After nearly 9,000 changes that introduced about 16,000 new lines of code, the current version of anvi'o represents many fixes to big and small bugs, as well as new features. This page intends to give you a summary of most notable changes that come with esther.
The codename is a small tribute to Esther Lederberg (1922-2006), an American microbiologist who studied plasmids and bacterial viruses. Lederberg discovered lambda phage, an E. coli virus that is commonly used in bacterial genetics and molecular biology to deliver DNA into a recipient organism. This led to her description of specialized transduction, that occurs when a prophage improperly excises from the host chromosome carrying host DNA in addition to the viral DNA. In collaboration with her husband, Lederberg developed the technique known as replica plating, which allows repeatable inoculation of bacterial colonies. Lederberg and Luigi L. Cavalli-Sforza discovered the Fertility factor or F-plasmid in E. coli. This is a sequence of DNA that lets the host cell transfer genetic material via a rod-like structure into recipient cells (conjugation). Despite her many incredible scientific accomplishments, she was constantly overshadowed by her husband. She was not appointed to a tenured position while they were both faculty at Stanford, and after their divorce she had a difficult time retaining her appointment. We dedicate anvi'o version 6 to the memory and revolutionary discoveries of Dr. Lederberg.

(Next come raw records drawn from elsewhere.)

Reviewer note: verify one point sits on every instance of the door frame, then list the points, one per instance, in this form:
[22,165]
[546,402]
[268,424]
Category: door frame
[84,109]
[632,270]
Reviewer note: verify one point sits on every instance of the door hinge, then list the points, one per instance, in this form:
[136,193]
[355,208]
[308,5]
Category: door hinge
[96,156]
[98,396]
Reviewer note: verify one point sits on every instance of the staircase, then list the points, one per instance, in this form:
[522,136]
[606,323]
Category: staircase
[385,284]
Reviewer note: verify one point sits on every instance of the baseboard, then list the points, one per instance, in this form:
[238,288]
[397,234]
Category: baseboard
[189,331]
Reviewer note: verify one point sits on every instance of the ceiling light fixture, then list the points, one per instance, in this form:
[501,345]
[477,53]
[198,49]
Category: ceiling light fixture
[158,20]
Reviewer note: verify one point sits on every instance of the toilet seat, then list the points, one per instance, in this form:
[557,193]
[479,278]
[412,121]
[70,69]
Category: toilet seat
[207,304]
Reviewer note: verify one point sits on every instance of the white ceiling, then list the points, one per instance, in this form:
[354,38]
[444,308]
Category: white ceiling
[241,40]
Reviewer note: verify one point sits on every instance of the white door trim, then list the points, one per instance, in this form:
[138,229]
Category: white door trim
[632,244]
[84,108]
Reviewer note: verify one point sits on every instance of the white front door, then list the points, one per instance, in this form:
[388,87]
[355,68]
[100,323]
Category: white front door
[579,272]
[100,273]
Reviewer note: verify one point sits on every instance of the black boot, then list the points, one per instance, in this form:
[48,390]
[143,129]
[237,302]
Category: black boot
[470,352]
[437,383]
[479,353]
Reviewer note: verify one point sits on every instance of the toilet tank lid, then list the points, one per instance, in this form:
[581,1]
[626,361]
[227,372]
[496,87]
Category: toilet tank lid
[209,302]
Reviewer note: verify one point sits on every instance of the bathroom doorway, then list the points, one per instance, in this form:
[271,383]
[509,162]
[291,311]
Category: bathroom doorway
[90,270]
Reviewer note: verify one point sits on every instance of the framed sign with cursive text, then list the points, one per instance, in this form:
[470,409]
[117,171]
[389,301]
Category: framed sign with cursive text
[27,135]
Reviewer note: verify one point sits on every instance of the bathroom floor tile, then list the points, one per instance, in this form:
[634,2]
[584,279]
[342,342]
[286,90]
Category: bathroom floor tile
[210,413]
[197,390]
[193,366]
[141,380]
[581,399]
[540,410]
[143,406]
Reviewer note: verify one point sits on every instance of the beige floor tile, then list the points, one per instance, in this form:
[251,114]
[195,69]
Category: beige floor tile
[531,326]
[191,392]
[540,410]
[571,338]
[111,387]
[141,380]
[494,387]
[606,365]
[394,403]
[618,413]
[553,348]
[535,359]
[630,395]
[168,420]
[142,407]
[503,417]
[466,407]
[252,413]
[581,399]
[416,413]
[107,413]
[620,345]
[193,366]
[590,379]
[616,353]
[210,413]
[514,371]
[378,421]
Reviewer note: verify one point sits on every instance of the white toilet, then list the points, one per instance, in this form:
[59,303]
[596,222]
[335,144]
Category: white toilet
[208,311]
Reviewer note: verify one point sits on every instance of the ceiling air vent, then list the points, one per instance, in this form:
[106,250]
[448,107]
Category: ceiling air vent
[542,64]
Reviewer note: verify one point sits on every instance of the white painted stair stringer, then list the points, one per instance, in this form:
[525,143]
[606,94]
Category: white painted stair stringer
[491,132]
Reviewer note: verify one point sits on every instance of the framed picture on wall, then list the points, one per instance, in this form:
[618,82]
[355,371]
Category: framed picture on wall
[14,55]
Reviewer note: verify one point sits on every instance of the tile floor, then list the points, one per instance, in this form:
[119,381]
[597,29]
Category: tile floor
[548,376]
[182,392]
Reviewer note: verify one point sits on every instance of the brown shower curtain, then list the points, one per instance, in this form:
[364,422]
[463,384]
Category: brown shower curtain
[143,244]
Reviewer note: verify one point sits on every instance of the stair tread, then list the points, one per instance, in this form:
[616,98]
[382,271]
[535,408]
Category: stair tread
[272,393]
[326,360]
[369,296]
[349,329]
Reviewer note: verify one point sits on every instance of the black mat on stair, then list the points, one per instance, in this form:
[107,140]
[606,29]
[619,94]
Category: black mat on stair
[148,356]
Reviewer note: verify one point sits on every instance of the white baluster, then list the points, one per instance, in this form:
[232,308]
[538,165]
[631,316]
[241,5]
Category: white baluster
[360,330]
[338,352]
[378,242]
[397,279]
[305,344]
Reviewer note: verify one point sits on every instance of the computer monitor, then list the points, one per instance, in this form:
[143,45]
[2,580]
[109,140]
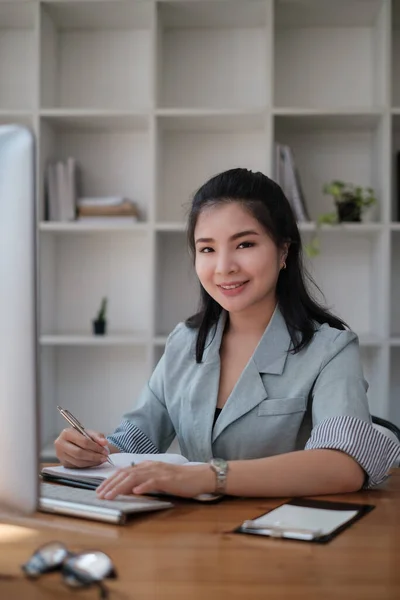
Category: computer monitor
[18,368]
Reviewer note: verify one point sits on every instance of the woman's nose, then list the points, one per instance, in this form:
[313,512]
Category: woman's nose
[225,263]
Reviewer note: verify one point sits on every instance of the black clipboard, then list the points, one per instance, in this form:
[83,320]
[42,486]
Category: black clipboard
[362,510]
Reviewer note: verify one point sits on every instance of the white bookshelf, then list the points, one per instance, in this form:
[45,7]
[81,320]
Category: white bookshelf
[153,97]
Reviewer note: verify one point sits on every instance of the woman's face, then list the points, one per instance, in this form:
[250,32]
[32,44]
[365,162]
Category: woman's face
[236,261]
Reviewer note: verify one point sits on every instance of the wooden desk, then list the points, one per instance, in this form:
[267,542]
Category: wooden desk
[187,553]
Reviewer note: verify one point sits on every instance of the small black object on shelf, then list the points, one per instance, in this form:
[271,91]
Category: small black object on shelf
[100,322]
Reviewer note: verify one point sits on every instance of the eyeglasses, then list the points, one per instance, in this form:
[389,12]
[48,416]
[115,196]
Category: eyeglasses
[78,570]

Real-time estimation of genome taxonomy
Working with genomes often requires insights into their taxonomy. This becomes a critical need especially in genome-resolved metagenomics studies as we are burning to find out where the genomes we reconstruct from metagenomes fit in the tree of life. Until this esther, anvi’o did not offer anything to address this need, however, this new version comes with a novel solution that covers both the interactive interface during binning:
and the terminal environment to survey existing collections of genomes:
These two examples are from the infant gut dataset by Sharon et al (2013), which we often use to demonstrate anvi'o features, but we can't wait to hear from you to learn about your experience with this feature.
Please read in this article the usage details, our thanks to The Genome Taxonomy Database for making their raw data public, and potential caveats of our approach:
A new tool for genome de-replication
De-replication is a critical need to minimize bias in metagenomic read recruitment analyses. In our previous studies we had performed de-replication with a series of Python scripts, but no more. Thanks to Mahmoud Yousef and Evan Kiefl's efforts, we now have two new programs, anvi-compute-genome-similarity and anvi-dereplicate-genomes, integrated with metagenomic and pangenomic workflows in anvi'o and use sourmash and PyANI in the backend.
A tutorial for their usage is on the way!
Support for more binning algorithms
In previous versions of anvi'o we had a native module for CONCOCT, one of the popular binning algorithms for automatic clustering of contigs into genome bins. We have changed that behavior in this version. You will still be able to use the program anvi-import-collection to import binning results from ANY binning software as before, but anvi'o will also be able to automatically use binning tools existing on your system through our new program anvi-cluster-contigs. Here is a command line output to give you a sense of it:
This framework is highly modular, so the integration of new binning algorithms is extremely straightforward thanks to Özcan Esen's excellent design. If you are a programmer you can take a look at the module for MaxBin2 or BinSanity to develop one for your algorithm for benchmarking or testing efforts.
Effective ways to inspect and visualize contig coverages
Recognizing the importance of actually 'looking' at data, we have been putting a lot of emphasis on the inspection capabilities of anvi'o. When it comes to metagenomic read recruitment and coverages, inspecting contigs can be critical to gain deeper insights into what is actually going on.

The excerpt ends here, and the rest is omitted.